In this regard, I have gone a long way of trying out many different rules and methods how to setup the optimal capitalization, and I can say that all you really need is to create and follow just a couple of simple rules.
For example – in the time when I started trading ATS, I set up a simple rule that works pretty well for me and that I really can recommend for others to start with (I repeat, it is just a rule for the beginning, by the time you will get more and more experience you should start thinking more complex about the capitalization). The basic rule is: Capitalize yourself by 4-5x of the maximum drawdown amount that you have from your historical backtests. For my own trading, I have capitalized 5x more, but I am rather conservative, I can also imagine working with only 4x of your historical drawdown.

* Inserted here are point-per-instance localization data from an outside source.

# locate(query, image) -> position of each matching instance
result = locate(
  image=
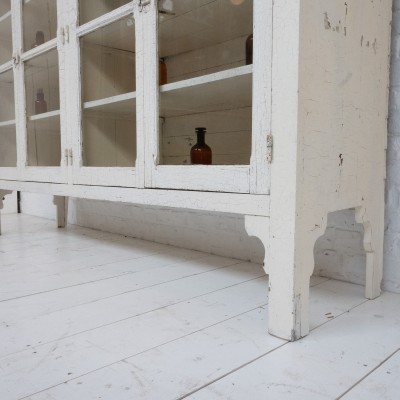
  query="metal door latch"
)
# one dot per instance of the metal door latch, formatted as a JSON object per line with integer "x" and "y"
{"x": 270, "y": 143}
{"x": 143, "y": 4}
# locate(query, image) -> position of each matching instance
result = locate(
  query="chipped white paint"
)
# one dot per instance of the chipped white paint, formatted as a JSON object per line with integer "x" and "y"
{"x": 319, "y": 87}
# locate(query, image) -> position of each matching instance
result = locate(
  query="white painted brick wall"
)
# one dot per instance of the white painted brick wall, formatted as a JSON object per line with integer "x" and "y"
{"x": 338, "y": 254}
{"x": 391, "y": 279}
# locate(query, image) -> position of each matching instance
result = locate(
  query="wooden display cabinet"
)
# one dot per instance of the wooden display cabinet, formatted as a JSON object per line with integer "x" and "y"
{"x": 296, "y": 133}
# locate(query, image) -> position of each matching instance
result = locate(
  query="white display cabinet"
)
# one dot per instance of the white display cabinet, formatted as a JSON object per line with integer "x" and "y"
{"x": 100, "y": 99}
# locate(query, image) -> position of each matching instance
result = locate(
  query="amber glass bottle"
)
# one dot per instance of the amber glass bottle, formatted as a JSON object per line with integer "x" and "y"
{"x": 249, "y": 50}
{"x": 200, "y": 153}
{"x": 162, "y": 71}
{"x": 40, "y": 102}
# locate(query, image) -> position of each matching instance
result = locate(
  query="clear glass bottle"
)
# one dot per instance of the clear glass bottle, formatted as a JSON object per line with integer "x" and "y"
{"x": 40, "y": 102}
{"x": 249, "y": 50}
{"x": 163, "y": 76}
{"x": 200, "y": 153}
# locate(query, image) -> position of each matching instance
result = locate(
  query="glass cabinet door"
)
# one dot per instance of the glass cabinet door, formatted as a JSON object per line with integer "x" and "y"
{"x": 106, "y": 41}
{"x": 8, "y": 147}
{"x": 42, "y": 62}
{"x": 5, "y": 32}
{"x": 43, "y": 110}
{"x": 203, "y": 77}
{"x": 205, "y": 51}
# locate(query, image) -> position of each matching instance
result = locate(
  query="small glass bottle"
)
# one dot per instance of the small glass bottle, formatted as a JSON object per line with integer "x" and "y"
{"x": 162, "y": 72}
{"x": 39, "y": 39}
{"x": 200, "y": 153}
{"x": 40, "y": 102}
{"x": 249, "y": 50}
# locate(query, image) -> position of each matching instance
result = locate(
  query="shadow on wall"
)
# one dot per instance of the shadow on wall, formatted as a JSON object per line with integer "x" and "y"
{"x": 339, "y": 253}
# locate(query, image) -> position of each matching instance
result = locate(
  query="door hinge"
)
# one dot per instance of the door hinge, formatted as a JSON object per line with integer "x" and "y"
{"x": 64, "y": 34}
{"x": 68, "y": 156}
{"x": 143, "y": 4}
{"x": 16, "y": 58}
{"x": 270, "y": 144}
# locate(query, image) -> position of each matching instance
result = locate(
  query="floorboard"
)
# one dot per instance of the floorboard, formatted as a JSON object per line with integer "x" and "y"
{"x": 88, "y": 315}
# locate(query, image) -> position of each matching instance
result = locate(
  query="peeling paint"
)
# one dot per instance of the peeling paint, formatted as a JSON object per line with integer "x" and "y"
{"x": 326, "y": 21}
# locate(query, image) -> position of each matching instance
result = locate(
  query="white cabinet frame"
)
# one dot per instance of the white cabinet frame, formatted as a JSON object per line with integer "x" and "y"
{"x": 320, "y": 89}
{"x": 34, "y": 173}
{"x": 104, "y": 176}
{"x": 253, "y": 178}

Let’s take a realistic look for the right capitalization we need for each market.
I will start with rather extreme value. You can create a system for Russell 2000 (TF) market with the maximum historical drawdown on 1,500USD level. The right capitalization for such system would be between 6,000 and 7,000 USD. But I have to mention that this is rather low drawdown for a TF market and that most of my systems for TF market have the maximum drawdown 3-4x higher. In other words, it is quite a luck to find a system for TF market with such low drawdown and the right way for small accounts would be to look for ATS in “cheaper” markets.

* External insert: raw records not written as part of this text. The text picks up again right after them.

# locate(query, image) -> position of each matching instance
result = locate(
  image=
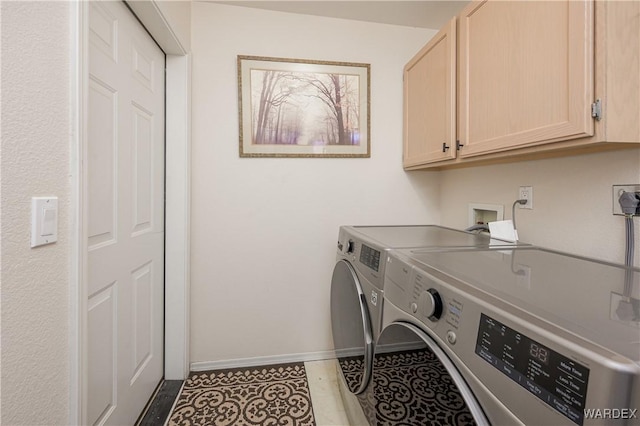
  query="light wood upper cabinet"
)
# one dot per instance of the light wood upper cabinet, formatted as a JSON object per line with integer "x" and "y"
{"x": 526, "y": 73}
{"x": 429, "y": 101}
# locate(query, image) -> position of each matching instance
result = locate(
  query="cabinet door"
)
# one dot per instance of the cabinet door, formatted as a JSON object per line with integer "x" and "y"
{"x": 429, "y": 101}
{"x": 526, "y": 73}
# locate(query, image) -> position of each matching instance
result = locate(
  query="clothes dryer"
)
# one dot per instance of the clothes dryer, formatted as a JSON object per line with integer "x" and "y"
{"x": 510, "y": 336}
{"x": 357, "y": 289}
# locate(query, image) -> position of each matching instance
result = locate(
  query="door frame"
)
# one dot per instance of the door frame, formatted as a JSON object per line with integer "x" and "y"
{"x": 177, "y": 198}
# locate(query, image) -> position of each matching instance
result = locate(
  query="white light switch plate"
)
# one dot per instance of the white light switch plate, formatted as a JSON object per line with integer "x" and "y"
{"x": 44, "y": 220}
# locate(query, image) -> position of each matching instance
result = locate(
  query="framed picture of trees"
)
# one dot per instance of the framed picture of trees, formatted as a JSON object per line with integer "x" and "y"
{"x": 303, "y": 108}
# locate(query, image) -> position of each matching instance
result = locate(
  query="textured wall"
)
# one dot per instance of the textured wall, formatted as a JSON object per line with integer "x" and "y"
{"x": 572, "y": 200}
{"x": 35, "y": 162}
{"x": 264, "y": 230}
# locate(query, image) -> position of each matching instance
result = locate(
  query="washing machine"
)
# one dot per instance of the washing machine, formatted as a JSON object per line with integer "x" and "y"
{"x": 357, "y": 289}
{"x": 521, "y": 335}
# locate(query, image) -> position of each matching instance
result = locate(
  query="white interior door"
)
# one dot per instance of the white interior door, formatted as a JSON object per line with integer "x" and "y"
{"x": 125, "y": 215}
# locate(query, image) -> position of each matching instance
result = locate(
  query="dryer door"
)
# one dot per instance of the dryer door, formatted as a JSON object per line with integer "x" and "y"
{"x": 415, "y": 383}
{"x": 351, "y": 327}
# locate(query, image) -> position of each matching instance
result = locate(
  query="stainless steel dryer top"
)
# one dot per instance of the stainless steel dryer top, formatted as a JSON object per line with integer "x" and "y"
{"x": 594, "y": 300}
{"x": 551, "y": 337}
{"x": 423, "y": 236}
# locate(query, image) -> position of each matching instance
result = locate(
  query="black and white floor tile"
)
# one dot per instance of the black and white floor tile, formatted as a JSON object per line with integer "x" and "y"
{"x": 276, "y": 395}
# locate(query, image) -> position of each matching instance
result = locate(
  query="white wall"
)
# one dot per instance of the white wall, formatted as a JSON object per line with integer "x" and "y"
{"x": 264, "y": 230}
{"x": 35, "y": 162}
{"x": 572, "y": 200}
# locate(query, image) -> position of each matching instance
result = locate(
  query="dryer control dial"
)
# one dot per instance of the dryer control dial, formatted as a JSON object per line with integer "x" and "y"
{"x": 431, "y": 304}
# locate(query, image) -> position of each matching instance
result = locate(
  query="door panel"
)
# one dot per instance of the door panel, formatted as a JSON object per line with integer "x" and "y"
{"x": 125, "y": 208}
{"x": 351, "y": 327}
{"x": 430, "y": 101}
{"x": 526, "y": 74}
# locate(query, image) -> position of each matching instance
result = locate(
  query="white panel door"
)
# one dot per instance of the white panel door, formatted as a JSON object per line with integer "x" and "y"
{"x": 125, "y": 215}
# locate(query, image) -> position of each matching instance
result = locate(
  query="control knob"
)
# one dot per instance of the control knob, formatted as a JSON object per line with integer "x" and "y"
{"x": 350, "y": 247}
{"x": 431, "y": 304}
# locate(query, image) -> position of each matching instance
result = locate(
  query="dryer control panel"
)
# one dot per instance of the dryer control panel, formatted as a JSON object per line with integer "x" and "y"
{"x": 553, "y": 378}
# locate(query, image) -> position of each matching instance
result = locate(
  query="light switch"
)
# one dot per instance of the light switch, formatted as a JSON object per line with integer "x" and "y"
{"x": 44, "y": 220}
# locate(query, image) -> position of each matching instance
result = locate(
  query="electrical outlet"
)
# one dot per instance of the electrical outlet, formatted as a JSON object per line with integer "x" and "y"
{"x": 526, "y": 193}
{"x": 617, "y": 192}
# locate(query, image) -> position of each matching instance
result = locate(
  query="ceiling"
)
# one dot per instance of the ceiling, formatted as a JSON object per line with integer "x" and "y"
{"x": 423, "y": 14}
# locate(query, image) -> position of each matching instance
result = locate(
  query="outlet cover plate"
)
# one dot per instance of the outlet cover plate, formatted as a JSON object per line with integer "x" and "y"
{"x": 617, "y": 192}
{"x": 526, "y": 193}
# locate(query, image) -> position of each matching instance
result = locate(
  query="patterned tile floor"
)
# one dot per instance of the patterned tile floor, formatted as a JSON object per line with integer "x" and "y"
{"x": 272, "y": 395}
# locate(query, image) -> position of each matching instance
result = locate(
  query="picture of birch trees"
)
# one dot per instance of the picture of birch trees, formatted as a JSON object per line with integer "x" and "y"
{"x": 299, "y": 108}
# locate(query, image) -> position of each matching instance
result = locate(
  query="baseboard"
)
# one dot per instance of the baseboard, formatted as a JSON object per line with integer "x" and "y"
{"x": 260, "y": 361}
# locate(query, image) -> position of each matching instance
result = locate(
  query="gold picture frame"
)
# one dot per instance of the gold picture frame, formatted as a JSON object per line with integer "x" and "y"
{"x": 303, "y": 108}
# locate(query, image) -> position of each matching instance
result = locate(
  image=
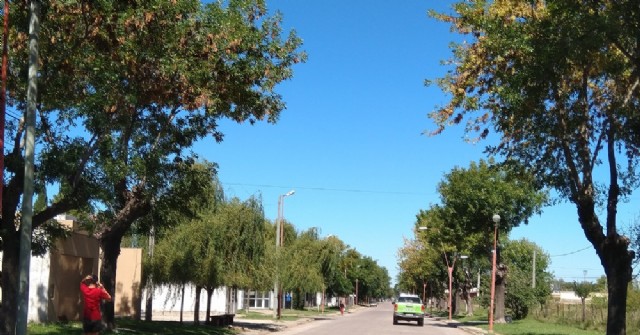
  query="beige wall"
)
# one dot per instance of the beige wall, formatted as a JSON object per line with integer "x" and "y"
{"x": 129, "y": 276}
{"x": 71, "y": 260}
{"x": 78, "y": 256}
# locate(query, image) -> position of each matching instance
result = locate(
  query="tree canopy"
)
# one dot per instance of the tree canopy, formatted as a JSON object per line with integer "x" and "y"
{"x": 125, "y": 89}
{"x": 558, "y": 82}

One of those can be, for example, E-mini Dow ($5) Futures market (YM) where most of my systems have the drawdown around 2,000 USD. The right capitalization for these systems would then be between 8,000 and 10,000 USD. With similar capitalization you can also trade E-mini S&P MidCap 400 market (EMD), where you can create systems with a drawdown on the same level (about 2,000USD).
As you can see, you have something to choose from even when having rather small trading account.

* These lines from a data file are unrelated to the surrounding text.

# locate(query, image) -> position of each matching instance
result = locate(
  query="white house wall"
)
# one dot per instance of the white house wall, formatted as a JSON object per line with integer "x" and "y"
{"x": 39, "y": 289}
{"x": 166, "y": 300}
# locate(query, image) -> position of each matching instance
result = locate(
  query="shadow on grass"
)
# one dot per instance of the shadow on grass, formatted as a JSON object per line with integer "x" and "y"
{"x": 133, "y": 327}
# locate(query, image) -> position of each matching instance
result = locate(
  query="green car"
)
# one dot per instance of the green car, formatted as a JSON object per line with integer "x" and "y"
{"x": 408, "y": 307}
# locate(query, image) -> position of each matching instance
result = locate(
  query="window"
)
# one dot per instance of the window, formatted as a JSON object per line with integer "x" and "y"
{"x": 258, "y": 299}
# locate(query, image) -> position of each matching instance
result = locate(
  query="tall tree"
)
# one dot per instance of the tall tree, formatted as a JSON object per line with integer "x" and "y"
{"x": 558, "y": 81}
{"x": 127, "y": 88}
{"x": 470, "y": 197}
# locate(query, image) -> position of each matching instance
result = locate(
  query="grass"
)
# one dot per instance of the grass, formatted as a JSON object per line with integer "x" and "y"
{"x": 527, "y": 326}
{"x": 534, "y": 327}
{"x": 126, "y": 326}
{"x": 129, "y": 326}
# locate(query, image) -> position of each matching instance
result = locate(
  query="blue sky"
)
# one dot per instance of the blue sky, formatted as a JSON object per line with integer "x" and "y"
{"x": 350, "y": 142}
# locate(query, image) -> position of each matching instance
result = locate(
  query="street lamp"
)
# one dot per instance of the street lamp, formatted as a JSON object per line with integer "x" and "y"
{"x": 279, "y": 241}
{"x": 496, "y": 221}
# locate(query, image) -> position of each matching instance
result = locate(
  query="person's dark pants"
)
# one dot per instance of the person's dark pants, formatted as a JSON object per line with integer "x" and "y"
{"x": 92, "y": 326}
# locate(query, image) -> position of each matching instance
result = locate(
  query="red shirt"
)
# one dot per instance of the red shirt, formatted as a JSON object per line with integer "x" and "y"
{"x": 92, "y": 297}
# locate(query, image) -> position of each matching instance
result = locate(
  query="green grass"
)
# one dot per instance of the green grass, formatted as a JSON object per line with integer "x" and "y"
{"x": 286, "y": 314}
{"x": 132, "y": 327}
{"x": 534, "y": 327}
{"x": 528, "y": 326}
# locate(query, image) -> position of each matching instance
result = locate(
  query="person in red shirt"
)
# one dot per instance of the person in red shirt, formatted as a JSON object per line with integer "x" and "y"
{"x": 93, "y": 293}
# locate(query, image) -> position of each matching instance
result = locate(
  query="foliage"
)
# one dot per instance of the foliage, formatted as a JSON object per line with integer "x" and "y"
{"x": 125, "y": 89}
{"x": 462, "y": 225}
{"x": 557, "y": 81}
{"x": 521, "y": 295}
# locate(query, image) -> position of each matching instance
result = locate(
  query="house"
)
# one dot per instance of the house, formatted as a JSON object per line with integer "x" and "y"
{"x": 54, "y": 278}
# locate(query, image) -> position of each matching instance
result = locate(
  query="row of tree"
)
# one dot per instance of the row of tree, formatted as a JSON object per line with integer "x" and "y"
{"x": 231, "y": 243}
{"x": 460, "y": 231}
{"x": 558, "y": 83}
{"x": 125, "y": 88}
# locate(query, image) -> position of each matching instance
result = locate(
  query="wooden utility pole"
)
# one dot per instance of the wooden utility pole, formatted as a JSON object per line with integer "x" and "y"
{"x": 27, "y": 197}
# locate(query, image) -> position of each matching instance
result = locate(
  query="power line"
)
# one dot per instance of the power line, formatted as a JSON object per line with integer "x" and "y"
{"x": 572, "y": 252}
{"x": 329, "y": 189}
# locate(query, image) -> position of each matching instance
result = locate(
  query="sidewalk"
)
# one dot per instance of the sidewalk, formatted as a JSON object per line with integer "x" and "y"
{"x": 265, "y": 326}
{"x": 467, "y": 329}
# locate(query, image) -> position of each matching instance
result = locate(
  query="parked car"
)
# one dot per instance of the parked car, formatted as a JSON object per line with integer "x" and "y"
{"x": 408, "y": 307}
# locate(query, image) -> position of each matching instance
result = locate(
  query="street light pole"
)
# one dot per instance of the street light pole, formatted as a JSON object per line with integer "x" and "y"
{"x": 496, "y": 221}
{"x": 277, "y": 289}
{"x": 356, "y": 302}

Usually I use for my trading rather big stop-losses. They are just protective stop-losses and are hit really infrequently (0-2x per year). In the matter of fact, the real average loss is much lower, so you don’t need to be afraid of higher stop loss values.
When it comes to the whole portfolio, the situation is slightly different. For a portfolio, I have always followed this rule: I capitalize 4-5x of the maximum drawdown from Monte Carlo Analysis of the whole portfolio I intend to trade. Yet with more experience and the growing size of your account, the same applies to single strategies – you start to consider more complex variants. But in the first couple of years, this simple rule can work for you really well.
Let’s take a look at a specific example.
I do the Monte Carlo Analysis in an MSA program. It is quite simple to use, all you need is to click on a button to get the results. As an example we can use a simple, low-correlated portfolio composed of 3 systems. The whole portfolio has the historical drawdown of let’s say 4, USD, after Monte Carlo Analysis 5,800USD. The appropriate capitalization then would be 5,800 x 4 = approx. 23,200 USD (in my conservative case slightly higher). The important point is that even with a small account you can, under certain circumstances, think about small portfolios. It is not as easy as with bigger trading account, but, theoretically, you can build a portfolio with about 15,000 USD account and keep this basic rule of portfolio capitalization at the same time.
It is important to note that I myself would never let any system to reach 4-5x of the maximum historical drawdown. After passing the 1,5-2x of the maximum drawdown I would the system turn off (or reoptimize). This is yet another rule that can save us from losing the whole account when the things go the wrong direction.